A divider immediately beneath the lamps supports an array of neutral density filters, more in the center than the ends, as these shorter
ccft lamps do not have absolutely even illumination end to end, contrary to what your eye might tell you.
The two ccft lamps are powered by a single inverter.
This view shows the removal of the optical encoder from the take-up roll. The roll is now "driven" by a capstan drive beneath the paper path.
Pressure is provided by a simple gravity drop block. The capstan drive stepper motor is controlled by its own stepper controller,
as is the take-up spool stepper motor. The rod about 2" behind the capstan shaft provides for a consistent paper path.
Note on extreme left the two one-turn pots to adjust the "exposure" of each of the 2 A4 CIS sensors.
The Mk3b electronics is unchanged, but the transmission now incorporates a slip-clutch to maintain an even tension on the roll for take-up.
This view shows the scanner loaded with a conventional 88n roll, showing how the pressure lever is lowered onto the paper
after the roll is loaded. The stepper motor and its controller are salvaged from a dead scanner, and connected to a conventional
player piano transmission. The transmission has been stripped of everything but the rewind lever to disengage the paper
for manual rewind. Note the simple manual rewind made from another gear from a salvaged player piano transmission.
This shows a close-up of the simple friction clutch made from a mix of player piano spool box parts and common hardware.
The set screw in the player piano drive gear has been removed, so that it freewheels with felt washers either side of it.
The tightness of the clutch is determined by best judgement position of the set screw collar forcing a small coil spring against a retainer.
This view shows the simple salvaged gear assembly (from Visioneer sheet-fed scanners) making it possible
to use a very modest stepper motor to provide the driving force.
The simplicity of source chucks is well illustrated here. The 2 chucks (drive and idle) are fully adjustable with simply lock screws.
This side shows the lightly loaded friction brake to keep the source side reasonably flat,
and a simple manual rewind made from common player piano spool box parts.
Note the fine centering adjustment on the left, 3 more pics of this follow.
This is the fine adjustment for centering rolls. The brass post is anchored, while the screw thread moves the entire chuck assembly.
This is a view of the underside of the fine adjust centering device. Note that the entire chuck assembly can be moved
about 3/8" either side of an eye-ball center.
This view illustrates both drive and idle chucks, the matched pair of A4 CIS
salvaged out of identical Canon EiDe flat bed scanners, and the rubber capstan drive.
This view shows the scanner loaded with a 15 1/4" Duo-Art reproducing pipe organ roll for scanning.
Note how the source chucks have been expanded to support the roll in a central position.

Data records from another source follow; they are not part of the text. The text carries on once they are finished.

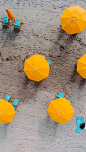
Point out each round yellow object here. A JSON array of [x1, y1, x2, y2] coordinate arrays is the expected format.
[[60, 5, 86, 34], [77, 54, 86, 78], [0, 99, 15, 124], [24, 54, 50, 82], [47, 97, 74, 124]]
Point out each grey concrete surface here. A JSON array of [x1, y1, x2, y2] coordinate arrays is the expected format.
[[0, 0, 86, 152]]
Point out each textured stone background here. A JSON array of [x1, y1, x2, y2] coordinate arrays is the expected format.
[[0, 0, 86, 152]]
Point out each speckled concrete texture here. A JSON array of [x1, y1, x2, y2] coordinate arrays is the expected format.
[[0, 0, 86, 152]]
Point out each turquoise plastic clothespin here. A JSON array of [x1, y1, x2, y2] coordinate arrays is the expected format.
[[55, 92, 64, 100], [47, 60, 50, 66], [5, 94, 11, 101], [13, 99, 19, 106], [58, 92, 64, 98], [12, 19, 21, 27], [68, 99, 71, 102], [76, 117, 84, 133]]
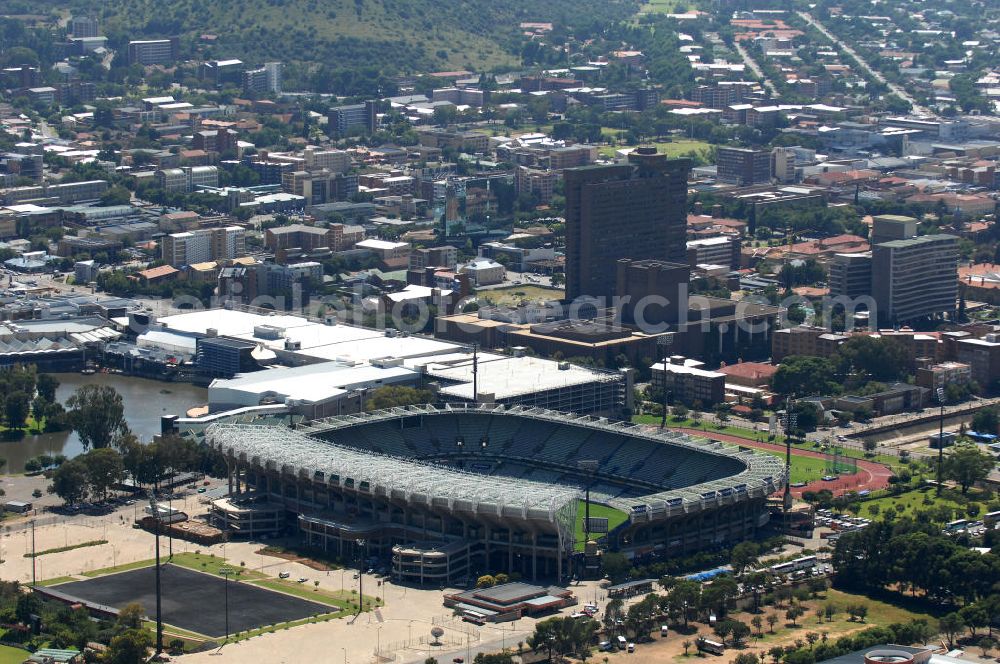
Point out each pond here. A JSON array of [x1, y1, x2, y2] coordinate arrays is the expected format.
[[0, 373, 207, 474]]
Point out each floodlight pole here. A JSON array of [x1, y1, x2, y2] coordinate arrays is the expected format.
[[658, 335, 672, 429], [937, 387, 945, 496], [148, 490, 163, 655], [578, 460, 599, 544], [357, 538, 366, 614], [30, 520, 36, 587], [472, 344, 479, 403]]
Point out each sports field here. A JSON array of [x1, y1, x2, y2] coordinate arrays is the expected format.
[[51, 564, 332, 638], [575, 500, 630, 551]]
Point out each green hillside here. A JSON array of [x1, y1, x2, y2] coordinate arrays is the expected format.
[[18, 0, 638, 82]]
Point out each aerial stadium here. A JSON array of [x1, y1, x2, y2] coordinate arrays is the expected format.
[[205, 404, 785, 585]]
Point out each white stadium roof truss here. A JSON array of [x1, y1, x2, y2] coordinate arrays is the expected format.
[[205, 403, 784, 530]]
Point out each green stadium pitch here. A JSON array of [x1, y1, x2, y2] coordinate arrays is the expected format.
[[53, 564, 331, 638]]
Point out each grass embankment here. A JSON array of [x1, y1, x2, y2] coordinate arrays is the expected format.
[[25, 540, 107, 558], [34, 576, 77, 587], [249, 578, 379, 611]]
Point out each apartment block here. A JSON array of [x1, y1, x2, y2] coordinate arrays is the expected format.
[[162, 226, 246, 267], [155, 166, 219, 193]]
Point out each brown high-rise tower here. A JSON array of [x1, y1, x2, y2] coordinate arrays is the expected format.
[[564, 147, 690, 301]]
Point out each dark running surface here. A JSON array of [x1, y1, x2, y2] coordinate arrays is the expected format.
[[55, 564, 331, 637]]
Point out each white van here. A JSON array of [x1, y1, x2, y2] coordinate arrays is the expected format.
[[617, 635, 628, 649], [660, 625, 669, 637]]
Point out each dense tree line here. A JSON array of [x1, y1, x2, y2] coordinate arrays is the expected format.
[[50, 433, 225, 505], [0, 367, 67, 434], [832, 516, 1000, 605]]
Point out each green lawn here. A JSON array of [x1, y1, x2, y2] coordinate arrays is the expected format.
[[733, 587, 938, 650], [854, 486, 987, 520], [476, 285, 564, 308], [575, 500, 630, 551], [82, 559, 155, 577], [0, 645, 30, 664], [250, 578, 380, 611], [598, 139, 713, 160], [167, 552, 267, 580], [34, 576, 76, 587], [636, 0, 692, 15]]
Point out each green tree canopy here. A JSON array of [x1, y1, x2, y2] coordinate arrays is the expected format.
[[66, 385, 129, 450]]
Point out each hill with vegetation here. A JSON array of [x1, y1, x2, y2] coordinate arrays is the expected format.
[[10, 0, 638, 92]]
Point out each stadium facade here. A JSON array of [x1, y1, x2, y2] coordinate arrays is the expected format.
[[205, 404, 784, 584]]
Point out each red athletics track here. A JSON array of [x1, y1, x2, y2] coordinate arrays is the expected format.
[[641, 426, 895, 498]]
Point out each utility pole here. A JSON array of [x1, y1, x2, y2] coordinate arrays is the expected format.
[[937, 387, 945, 496]]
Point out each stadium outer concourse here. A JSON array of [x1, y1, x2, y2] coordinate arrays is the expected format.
[[205, 404, 785, 585]]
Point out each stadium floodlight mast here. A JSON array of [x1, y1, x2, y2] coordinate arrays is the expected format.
[[657, 335, 673, 429], [937, 387, 946, 496], [356, 538, 366, 615], [578, 460, 599, 544], [146, 490, 163, 656], [220, 565, 237, 642]]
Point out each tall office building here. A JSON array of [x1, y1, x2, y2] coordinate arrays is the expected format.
[[565, 147, 691, 300], [872, 234, 958, 325], [327, 101, 379, 138], [127, 38, 180, 65], [716, 147, 772, 186], [828, 252, 873, 298], [70, 16, 99, 38]]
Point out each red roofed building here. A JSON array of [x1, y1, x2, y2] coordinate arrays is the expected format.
[[718, 361, 778, 387]]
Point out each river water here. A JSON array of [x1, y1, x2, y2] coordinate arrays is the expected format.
[[0, 373, 207, 474]]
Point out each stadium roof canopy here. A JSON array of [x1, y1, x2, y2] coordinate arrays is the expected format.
[[208, 417, 580, 524], [206, 403, 784, 525]]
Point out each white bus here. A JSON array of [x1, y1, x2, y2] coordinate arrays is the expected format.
[[770, 555, 818, 575], [697, 638, 725, 655]]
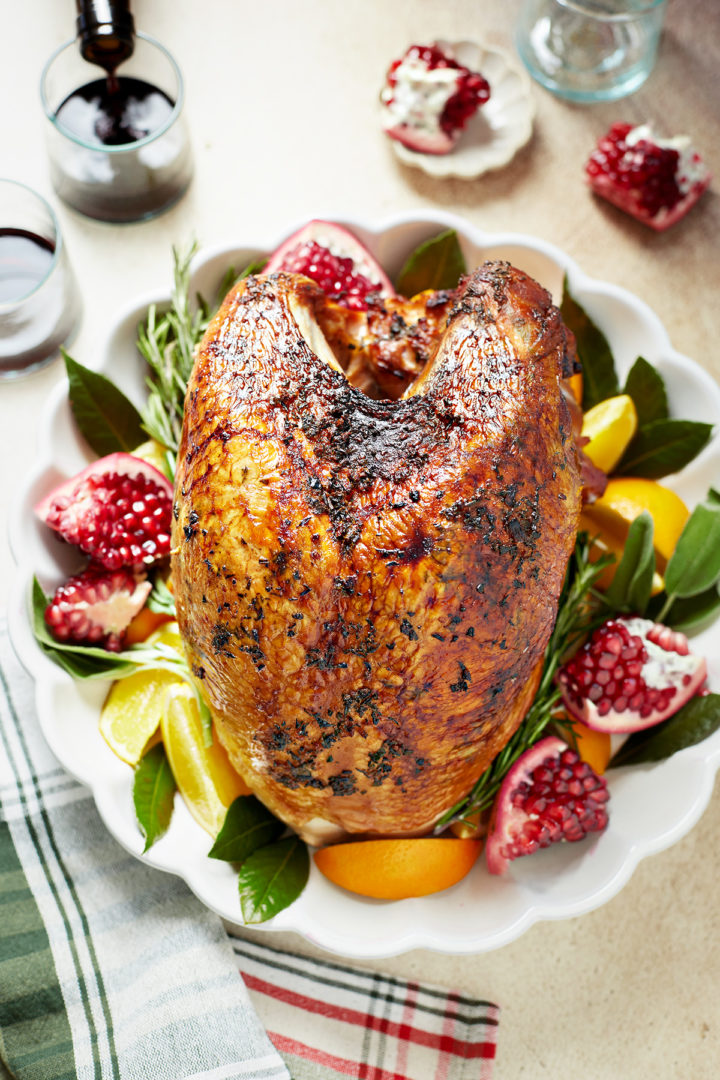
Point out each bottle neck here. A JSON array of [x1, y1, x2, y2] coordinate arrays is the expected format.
[[75, 0, 135, 73]]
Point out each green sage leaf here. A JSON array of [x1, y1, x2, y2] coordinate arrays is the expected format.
[[623, 356, 668, 427], [616, 418, 713, 479], [560, 279, 619, 410], [217, 258, 267, 301], [609, 694, 720, 768], [603, 511, 655, 614], [133, 743, 176, 852], [64, 352, 146, 456], [664, 499, 720, 599], [395, 229, 466, 297], [147, 576, 176, 615], [208, 795, 284, 862], [239, 836, 309, 924], [656, 585, 720, 632]]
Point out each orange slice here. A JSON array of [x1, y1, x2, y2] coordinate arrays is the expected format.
[[314, 837, 481, 899]]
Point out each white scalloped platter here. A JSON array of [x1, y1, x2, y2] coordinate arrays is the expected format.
[[9, 211, 720, 959], [384, 42, 535, 178]]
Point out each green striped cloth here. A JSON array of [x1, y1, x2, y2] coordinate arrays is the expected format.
[[0, 619, 289, 1080]]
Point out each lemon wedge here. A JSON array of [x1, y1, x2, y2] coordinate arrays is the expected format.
[[581, 394, 638, 474], [160, 684, 250, 836], [131, 438, 171, 476], [583, 477, 689, 567], [100, 669, 183, 765], [99, 623, 183, 765]]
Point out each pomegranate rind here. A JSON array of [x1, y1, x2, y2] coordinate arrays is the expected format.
[[35, 452, 173, 522], [384, 123, 455, 155], [35, 452, 174, 569], [587, 170, 711, 232], [559, 617, 707, 734], [485, 736, 567, 876], [44, 567, 152, 651], [263, 220, 395, 298]]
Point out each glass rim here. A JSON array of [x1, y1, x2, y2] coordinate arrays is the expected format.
[[0, 178, 62, 308], [39, 31, 185, 154], [555, 0, 667, 19]]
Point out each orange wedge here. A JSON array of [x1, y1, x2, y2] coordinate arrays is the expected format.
[[314, 837, 481, 899]]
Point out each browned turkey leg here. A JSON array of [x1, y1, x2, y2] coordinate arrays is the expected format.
[[172, 263, 582, 844]]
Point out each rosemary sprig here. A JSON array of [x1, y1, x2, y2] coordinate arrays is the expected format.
[[435, 536, 612, 830], [136, 241, 212, 459]]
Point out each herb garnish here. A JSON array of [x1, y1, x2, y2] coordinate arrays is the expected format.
[[436, 536, 612, 829]]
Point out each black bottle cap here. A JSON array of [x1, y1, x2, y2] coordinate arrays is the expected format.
[[76, 1, 135, 69]]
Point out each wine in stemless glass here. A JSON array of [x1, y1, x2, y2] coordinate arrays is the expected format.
[[0, 180, 81, 380]]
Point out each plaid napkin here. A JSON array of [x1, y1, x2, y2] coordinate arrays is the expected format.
[[0, 617, 499, 1079]]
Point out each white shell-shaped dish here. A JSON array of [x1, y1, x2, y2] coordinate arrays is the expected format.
[[384, 42, 535, 178], [9, 211, 720, 959]]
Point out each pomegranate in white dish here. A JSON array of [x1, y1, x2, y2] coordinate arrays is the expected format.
[[381, 43, 490, 155]]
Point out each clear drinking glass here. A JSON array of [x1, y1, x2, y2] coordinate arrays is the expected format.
[[0, 180, 81, 380], [40, 32, 193, 223], [516, 0, 668, 103]]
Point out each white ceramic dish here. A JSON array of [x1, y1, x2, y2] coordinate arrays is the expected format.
[[9, 211, 720, 959], [383, 42, 534, 179]]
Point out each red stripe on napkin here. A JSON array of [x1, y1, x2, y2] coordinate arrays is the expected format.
[[233, 937, 499, 1080]]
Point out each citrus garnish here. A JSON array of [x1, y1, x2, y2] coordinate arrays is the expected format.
[[581, 394, 637, 474], [569, 721, 611, 774], [578, 510, 665, 595], [313, 837, 481, 899], [131, 438, 171, 475], [160, 684, 250, 837], [100, 622, 186, 765], [583, 477, 689, 568]]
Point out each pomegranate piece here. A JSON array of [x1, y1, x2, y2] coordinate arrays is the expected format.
[[263, 220, 395, 311], [558, 616, 707, 734], [585, 122, 711, 231], [486, 736, 609, 875], [35, 452, 173, 570], [44, 565, 152, 652], [381, 43, 490, 155]]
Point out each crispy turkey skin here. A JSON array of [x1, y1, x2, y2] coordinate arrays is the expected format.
[[172, 263, 582, 843]]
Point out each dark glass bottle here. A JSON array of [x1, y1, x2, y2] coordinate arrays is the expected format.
[[75, 0, 135, 75]]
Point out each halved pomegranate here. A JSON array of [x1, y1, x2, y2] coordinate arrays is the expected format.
[[381, 43, 490, 155], [44, 565, 152, 651], [36, 452, 173, 570], [585, 122, 711, 231], [486, 736, 609, 875], [263, 220, 395, 311], [558, 616, 707, 734]]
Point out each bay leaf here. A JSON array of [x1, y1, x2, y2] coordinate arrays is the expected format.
[[623, 356, 668, 427], [133, 743, 176, 852], [64, 352, 146, 456], [208, 795, 284, 862], [560, 280, 619, 411], [395, 229, 466, 296], [609, 694, 720, 768], [239, 836, 309, 924], [616, 418, 713, 479]]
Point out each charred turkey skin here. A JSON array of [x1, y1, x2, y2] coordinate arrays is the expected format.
[[172, 263, 582, 843]]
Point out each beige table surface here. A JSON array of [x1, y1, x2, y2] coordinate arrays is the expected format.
[[2, 2, 719, 1077]]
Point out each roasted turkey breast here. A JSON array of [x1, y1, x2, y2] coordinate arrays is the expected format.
[[172, 263, 582, 844]]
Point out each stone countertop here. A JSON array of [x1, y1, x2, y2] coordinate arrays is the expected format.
[[1, 2, 718, 1076]]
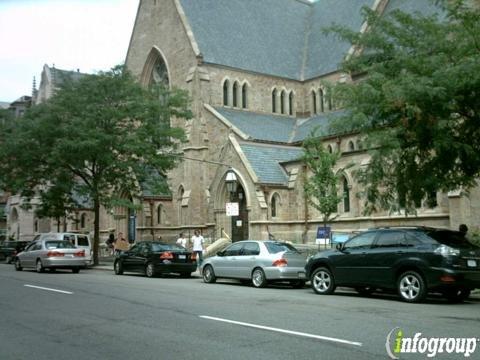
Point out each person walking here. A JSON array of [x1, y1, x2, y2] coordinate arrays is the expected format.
[[106, 232, 115, 256], [191, 230, 205, 268]]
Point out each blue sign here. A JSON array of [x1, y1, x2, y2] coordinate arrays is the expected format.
[[316, 226, 331, 239]]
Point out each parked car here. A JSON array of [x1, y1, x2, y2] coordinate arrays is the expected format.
[[305, 227, 480, 303], [114, 241, 197, 278], [201, 240, 307, 288], [0, 241, 30, 264], [33, 233, 92, 265], [14, 239, 86, 273]]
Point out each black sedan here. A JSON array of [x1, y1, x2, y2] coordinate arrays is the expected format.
[[0, 241, 30, 264], [114, 241, 197, 278]]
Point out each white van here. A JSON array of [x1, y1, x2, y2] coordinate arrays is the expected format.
[[32, 233, 93, 266]]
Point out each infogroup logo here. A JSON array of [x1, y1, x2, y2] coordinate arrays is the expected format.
[[385, 327, 478, 359]]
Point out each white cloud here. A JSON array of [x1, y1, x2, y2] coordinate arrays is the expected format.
[[0, 0, 138, 102]]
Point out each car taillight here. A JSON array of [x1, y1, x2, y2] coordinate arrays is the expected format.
[[272, 258, 288, 267], [74, 250, 85, 257], [190, 253, 197, 261], [47, 251, 65, 257], [160, 252, 174, 259]]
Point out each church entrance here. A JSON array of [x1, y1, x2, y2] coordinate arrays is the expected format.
[[230, 184, 248, 242]]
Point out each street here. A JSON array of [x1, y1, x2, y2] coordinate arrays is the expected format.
[[0, 264, 479, 360]]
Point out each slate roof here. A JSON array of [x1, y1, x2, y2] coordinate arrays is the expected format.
[[213, 107, 342, 143], [51, 68, 87, 86], [383, 0, 442, 16], [214, 107, 296, 143], [179, 0, 377, 80], [239, 143, 303, 185]]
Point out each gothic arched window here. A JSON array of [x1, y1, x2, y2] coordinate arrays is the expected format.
[[223, 80, 229, 106], [312, 91, 317, 114], [271, 193, 280, 218], [233, 82, 239, 108], [272, 89, 277, 113], [289, 92, 294, 115], [280, 90, 286, 114], [242, 83, 248, 109], [319, 88, 325, 113], [343, 177, 350, 213], [150, 57, 169, 87], [157, 204, 162, 224]]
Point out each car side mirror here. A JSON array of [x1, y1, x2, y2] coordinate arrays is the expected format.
[[335, 243, 344, 252], [217, 251, 225, 257]]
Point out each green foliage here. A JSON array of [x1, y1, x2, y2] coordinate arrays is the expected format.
[[0, 65, 191, 262], [303, 132, 344, 226], [328, 0, 480, 213]]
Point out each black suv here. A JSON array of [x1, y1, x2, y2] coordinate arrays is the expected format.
[[305, 227, 480, 303]]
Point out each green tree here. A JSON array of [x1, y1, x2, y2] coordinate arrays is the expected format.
[[328, 0, 480, 213], [303, 133, 345, 238], [0, 66, 191, 264]]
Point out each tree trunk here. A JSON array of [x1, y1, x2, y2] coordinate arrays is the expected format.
[[93, 196, 100, 266]]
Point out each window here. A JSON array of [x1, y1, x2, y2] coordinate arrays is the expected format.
[[265, 242, 299, 254], [233, 82, 239, 107], [224, 242, 243, 256], [289, 92, 294, 115], [272, 89, 277, 113], [343, 177, 350, 213], [375, 231, 407, 248], [312, 91, 317, 114], [280, 91, 286, 114], [348, 141, 355, 152], [242, 242, 260, 256], [77, 236, 89, 246], [426, 192, 438, 208], [319, 88, 324, 113], [223, 80, 229, 106], [327, 144, 333, 153], [242, 83, 248, 109], [80, 213, 86, 228], [150, 57, 169, 87], [271, 193, 280, 218], [344, 232, 376, 250], [157, 204, 162, 224]]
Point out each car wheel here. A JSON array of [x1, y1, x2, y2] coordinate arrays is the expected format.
[[14, 259, 23, 271], [202, 265, 216, 283], [145, 262, 155, 278], [444, 288, 471, 303], [290, 280, 306, 289], [311, 267, 335, 295], [36, 259, 45, 273], [114, 260, 124, 275], [397, 271, 427, 303], [355, 286, 375, 296], [251, 268, 267, 288], [72, 268, 80, 274]]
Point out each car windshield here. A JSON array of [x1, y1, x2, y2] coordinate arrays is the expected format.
[[421, 230, 478, 249], [151, 243, 185, 252], [265, 242, 299, 254], [45, 241, 76, 249]]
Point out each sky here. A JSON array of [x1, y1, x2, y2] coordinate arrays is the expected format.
[[0, 0, 139, 103]]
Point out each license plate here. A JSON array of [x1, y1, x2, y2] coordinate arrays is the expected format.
[[178, 255, 186, 260], [467, 260, 477, 267], [66, 254, 74, 258]]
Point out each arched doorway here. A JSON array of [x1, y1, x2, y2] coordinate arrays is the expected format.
[[230, 183, 249, 242]]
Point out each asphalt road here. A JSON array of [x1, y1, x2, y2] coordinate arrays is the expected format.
[[0, 264, 479, 360]]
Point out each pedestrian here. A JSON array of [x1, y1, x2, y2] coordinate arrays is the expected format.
[[106, 232, 115, 256], [114, 232, 129, 255], [191, 230, 205, 267], [176, 232, 188, 248], [459, 224, 468, 237]]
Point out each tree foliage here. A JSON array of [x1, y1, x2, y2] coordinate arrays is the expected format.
[[303, 133, 345, 230], [0, 66, 191, 263], [329, 0, 480, 213]]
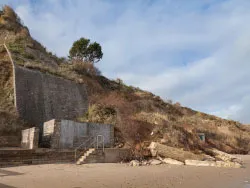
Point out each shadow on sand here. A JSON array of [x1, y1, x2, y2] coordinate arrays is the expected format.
[[0, 183, 17, 188], [0, 169, 23, 188], [0, 169, 23, 177]]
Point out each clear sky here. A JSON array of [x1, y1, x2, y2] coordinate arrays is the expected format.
[[1, 0, 250, 124]]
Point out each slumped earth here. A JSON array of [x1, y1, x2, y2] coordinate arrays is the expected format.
[[0, 155, 249, 188]]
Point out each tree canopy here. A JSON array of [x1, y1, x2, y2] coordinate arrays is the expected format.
[[69, 37, 103, 63]]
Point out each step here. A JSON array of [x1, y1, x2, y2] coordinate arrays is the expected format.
[[76, 148, 97, 165], [76, 148, 106, 165]]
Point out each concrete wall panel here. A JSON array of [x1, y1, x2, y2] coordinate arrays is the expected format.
[[15, 66, 88, 128], [43, 119, 114, 149], [21, 127, 39, 149]]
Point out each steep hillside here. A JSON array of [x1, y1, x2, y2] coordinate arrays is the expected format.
[[1, 6, 250, 154]]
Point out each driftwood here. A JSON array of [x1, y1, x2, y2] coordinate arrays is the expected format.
[[148, 142, 204, 162]]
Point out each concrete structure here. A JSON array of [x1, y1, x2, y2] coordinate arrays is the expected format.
[[0, 136, 20, 147], [0, 148, 131, 167], [14, 65, 88, 128], [42, 119, 114, 149], [198, 133, 205, 142], [21, 127, 39, 149]]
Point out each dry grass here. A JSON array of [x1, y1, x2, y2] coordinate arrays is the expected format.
[[0, 59, 15, 113]]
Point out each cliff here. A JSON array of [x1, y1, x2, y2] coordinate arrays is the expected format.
[[0, 6, 250, 154]]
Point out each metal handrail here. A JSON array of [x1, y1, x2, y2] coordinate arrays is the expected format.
[[74, 136, 94, 162], [74, 135, 105, 162], [96, 135, 105, 152]]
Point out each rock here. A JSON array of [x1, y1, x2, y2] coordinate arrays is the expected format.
[[162, 158, 184, 165], [185, 160, 216, 167], [208, 148, 242, 163], [160, 138, 167, 144], [148, 142, 158, 157], [185, 160, 242, 168], [148, 142, 203, 162], [149, 159, 162, 165], [215, 161, 242, 168], [202, 154, 216, 161], [118, 143, 124, 148], [141, 160, 150, 166], [129, 160, 140, 167]]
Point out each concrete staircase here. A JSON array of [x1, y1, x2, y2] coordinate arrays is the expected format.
[[76, 148, 105, 165]]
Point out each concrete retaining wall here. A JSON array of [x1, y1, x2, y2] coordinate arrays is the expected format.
[[43, 119, 114, 149], [0, 148, 131, 167], [0, 136, 20, 147], [14, 65, 88, 127], [103, 148, 132, 163]]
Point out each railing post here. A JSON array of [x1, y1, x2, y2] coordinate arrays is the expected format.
[[96, 135, 105, 152], [96, 135, 98, 149], [75, 149, 76, 162]]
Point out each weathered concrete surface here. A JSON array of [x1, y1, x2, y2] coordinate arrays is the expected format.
[[42, 119, 114, 149], [185, 160, 242, 168], [103, 148, 131, 163], [42, 119, 57, 148], [185, 160, 216, 167], [15, 65, 88, 127], [129, 160, 140, 166], [148, 142, 204, 162], [87, 122, 114, 148], [149, 159, 162, 165], [0, 148, 81, 167], [21, 127, 39, 149], [81, 148, 131, 164], [162, 158, 184, 165], [215, 161, 242, 168], [0, 136, 20, 147], [209, 148, 242, 163]]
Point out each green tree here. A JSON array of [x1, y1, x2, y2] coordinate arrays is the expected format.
[[69, 37, 103, 63]]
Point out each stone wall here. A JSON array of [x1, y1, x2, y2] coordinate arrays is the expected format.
[[21, 127, 39, 149], [14, 65, 88, 128], [103, 148, 132, 163], [0, 136, 20, 147], [43, 119, 114, 149]]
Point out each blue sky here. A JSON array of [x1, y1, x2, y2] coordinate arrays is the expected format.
[[1, 0, 250, 124]]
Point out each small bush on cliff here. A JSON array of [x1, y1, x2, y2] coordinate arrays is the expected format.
[[70, 61, 101, 76], [78, 104, 117, 125]]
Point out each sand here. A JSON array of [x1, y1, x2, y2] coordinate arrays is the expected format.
[[0, 155, 250, 188]]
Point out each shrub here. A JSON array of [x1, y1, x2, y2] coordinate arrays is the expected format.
[[71, 61, 101, 76], [78, 104, 117, 125]]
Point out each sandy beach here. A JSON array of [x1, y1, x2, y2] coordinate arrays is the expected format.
[[0, 155, 250, 188]]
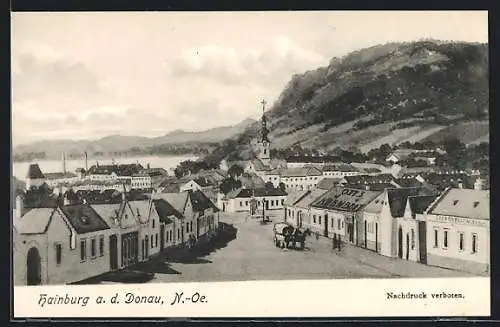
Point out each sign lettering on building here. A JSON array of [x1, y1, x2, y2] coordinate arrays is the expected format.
[[433, 215, 487, 227]]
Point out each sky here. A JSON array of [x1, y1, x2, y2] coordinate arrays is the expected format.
[[11, 11, 488, 146]]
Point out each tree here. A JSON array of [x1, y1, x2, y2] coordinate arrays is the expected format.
[[278, 182, 286, 193], [228, 164, 244, 179], [219, 178, 242, 194]]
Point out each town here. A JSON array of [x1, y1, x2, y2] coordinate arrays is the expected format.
[[12, 101, 490, 286]]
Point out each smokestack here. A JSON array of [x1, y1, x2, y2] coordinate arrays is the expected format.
[[62, 152, 66, 174], [84, 151, 88, 172]]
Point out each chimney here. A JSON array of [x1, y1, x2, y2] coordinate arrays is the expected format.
[[84, 152, 88, 172], [62, 152, 66, 174], [15, 195, 24, 219]]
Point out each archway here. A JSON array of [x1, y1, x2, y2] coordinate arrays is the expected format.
[[26, 247, 41, 286], [397, 227, 403, 259]]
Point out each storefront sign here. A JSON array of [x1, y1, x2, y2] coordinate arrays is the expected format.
[[433, 215, 487, 227]]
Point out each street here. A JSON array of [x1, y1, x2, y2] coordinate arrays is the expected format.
[[122, 212, 474, 284]]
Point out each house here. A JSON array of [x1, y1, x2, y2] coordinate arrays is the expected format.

This is a view of a CIS file emerging from a scan of 176n Duo-Art reproducing pipe organ roll 15 1/4" wide.
Note that the twin array images side by side, in negative and positive. The right hand side of both images is the overlap area.
Think of the right (positive) side in a "flipped" orientation. The next step is to create a midi e-roll from this CIS file.
And this is a view, as displayed by Cakewalk, of the e-roll emerging out of the scanned Duo-Art reproducing pipe organ roll illustrated above.
Note the playing notes having a fixed velocity of 64, while the Duo-Art control codes have a fixed velocity of 3.